On Saturday morning, October 22, 2011, The Tandem airship was launched from Nevada's Black Rock desert. The airship flew to 95,085 feet, higher than any airship in history

RANCHO CORDOVA, Calif., Oct. 26, 2011 /PRNewswire/ -- On Saturday morning, October 22, 2011, The Tandem airship was launched from Nevada's Black Rock desert. The airship flew to 95,085 feet, higher than any airship in history.

After fighting through extreme turbulence from 40,000 to 60,000 feet, Tandem soared to 95,085 feet. Tandem flew nearly four miles higher than any airship before. The pilot on the ground then remotely turned on the motors and flew the airship through a series of maneuvers. At the end of its mission one balloon burst and the command was sent to release the other balloon. Tandem was then carried to a soft landing by a row of five parachutes.

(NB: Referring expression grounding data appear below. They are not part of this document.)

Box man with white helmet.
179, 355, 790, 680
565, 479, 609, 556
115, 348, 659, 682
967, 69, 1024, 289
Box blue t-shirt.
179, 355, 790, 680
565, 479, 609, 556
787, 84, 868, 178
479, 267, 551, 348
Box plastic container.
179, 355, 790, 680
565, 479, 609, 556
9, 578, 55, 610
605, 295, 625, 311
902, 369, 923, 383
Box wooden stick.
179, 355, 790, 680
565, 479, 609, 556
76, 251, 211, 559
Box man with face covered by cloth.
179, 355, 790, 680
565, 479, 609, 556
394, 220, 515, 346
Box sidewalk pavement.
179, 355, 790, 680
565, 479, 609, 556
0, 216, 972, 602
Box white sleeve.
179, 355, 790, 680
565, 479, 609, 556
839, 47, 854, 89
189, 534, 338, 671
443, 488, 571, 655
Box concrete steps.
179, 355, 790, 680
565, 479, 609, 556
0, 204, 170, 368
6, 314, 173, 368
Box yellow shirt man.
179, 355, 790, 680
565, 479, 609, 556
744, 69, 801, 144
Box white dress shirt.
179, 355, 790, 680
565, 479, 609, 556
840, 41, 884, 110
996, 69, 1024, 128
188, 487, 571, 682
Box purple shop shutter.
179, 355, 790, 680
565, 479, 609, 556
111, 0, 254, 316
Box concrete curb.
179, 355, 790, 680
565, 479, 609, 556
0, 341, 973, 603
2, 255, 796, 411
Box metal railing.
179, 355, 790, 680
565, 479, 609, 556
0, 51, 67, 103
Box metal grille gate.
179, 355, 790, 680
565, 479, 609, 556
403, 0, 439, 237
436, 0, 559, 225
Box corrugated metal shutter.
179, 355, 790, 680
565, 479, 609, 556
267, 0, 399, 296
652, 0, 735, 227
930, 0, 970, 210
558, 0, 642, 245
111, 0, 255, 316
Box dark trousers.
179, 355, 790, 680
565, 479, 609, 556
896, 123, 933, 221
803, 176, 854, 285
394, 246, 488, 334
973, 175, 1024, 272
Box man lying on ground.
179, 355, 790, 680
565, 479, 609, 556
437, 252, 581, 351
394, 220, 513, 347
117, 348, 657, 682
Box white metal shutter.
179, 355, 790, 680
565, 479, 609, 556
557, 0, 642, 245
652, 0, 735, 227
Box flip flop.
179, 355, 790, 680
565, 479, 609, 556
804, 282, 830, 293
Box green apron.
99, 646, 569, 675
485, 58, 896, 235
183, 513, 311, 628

Tandem is an unmanned twin balloon airship. The two balloons are separated by a thirty foot long carbon fiber truss. Two electric motors each spin a six foot long propeller. The propellers are specifically designed to work in the thin atmosphere twenty miles up.
The airship was built and flown by the all-volunteer, independent space program: JP Aerospace.

"The big aerospace firms have been trying to do this for decades, spending hundreds of millions of dollars," says John Powell, President of JP Aerospace. "We've spent about $30,000 and the past five years developing Tandem."

Tandem is a general workhorse vehicle. A high-altitude backhoe, it will be used as a launch platform for small research rockets, a mother ship for hypersonic test airships and all around tool for the Airship to Orbit program. Airship to Orbit is a project to build large V-shaped airships that will fly to space.

Tandem is also a construction vehicle for high altitude research stations and eventually cities at the edge of space.